Last week, the FCC voted to move forward with Wheeler’s plans to rewrite the rules, which kept Internet providers from blocking or slowing access to websites before they were struck down in federal court in January.
While Wheeler’s proposal considers multiple paths forward — including reclassifying Internet providers as a utility under “Title II” of the agency’s foundational law — it focuses on rules that would allow Internet providers and websites to reach “commercially reasonable” agreements to boost traffic.
The proposal drew ire from critics on both sides of the aisle, with Republicans calling on Wheeler to abandon his attempts to resurrect the rules and Democrats saying he should enact stronger rules by reclassifying Internet providers.
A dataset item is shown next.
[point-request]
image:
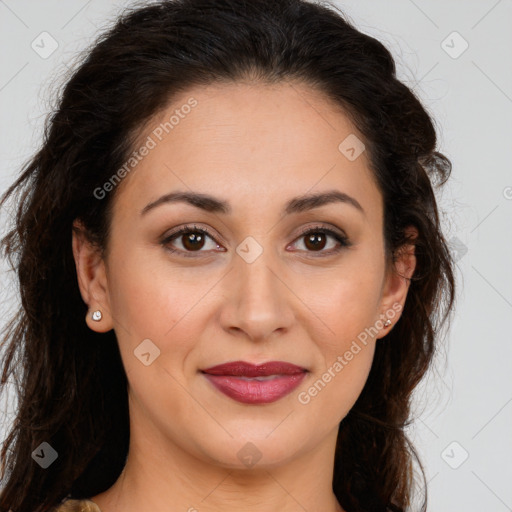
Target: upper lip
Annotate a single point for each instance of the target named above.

“There are two diametrically opposed positions,” Wheeler told lawmakers on Tuesday.
“One is that we shouldn’t do anything,” while the other calls for treating Internet providers like utility companies, he said, defending his proposal as raising questions on the next step forward.
Commerce ranking member Henry Waxman (D-Calif.) urged Wheeler to use both authorities when rewriting the rules.
“You can issue strong rules and have a strong legal case if you use a belt and suspenders approach to the next rule making,” he said.
Rep. Doris Matsui (D-Calif.) said she wants to ban deals that would allow Internet providers to charge websites for better access to users and asked Wheeler to evaluate “peering” arrangements, or the interconnection deals that companies cut to exchange Internet traffic.
The FCC “needs to look at and will be looking at” these peering deals, Wheeler replied, reminding lawmakers that some types of prioritization will always be allowed under the agency’s net neutrality rules, regardless of what authority it bases them on.
Wheeler also took heat for recent FCC actions aimed at keeping television broadcasters from colluding.
Subcommittee Chairman Greg Walden (R-Ore.) asked Wheeler if he was “bullying the broadcasters to give up spectrum” so that the agency would have more airwaves to sell off in its highly-anticipated 2015 spectrum auction.
“You are taking lots of regulatory actions and it does have an effect on the marketplace,” Walden said.
Wheeler denied that his actions are designed to push broadcasters to sell back their airwaves.
The FCC “should send positive signals to broadcasters” to convince them to participate in the auction, he said, pointing the agency’s vote on auction rules last week that got AT&T to commit to spending billions in the auction.
“We’re not trying to take regulatory action in unrelated areas,” Wheeler said.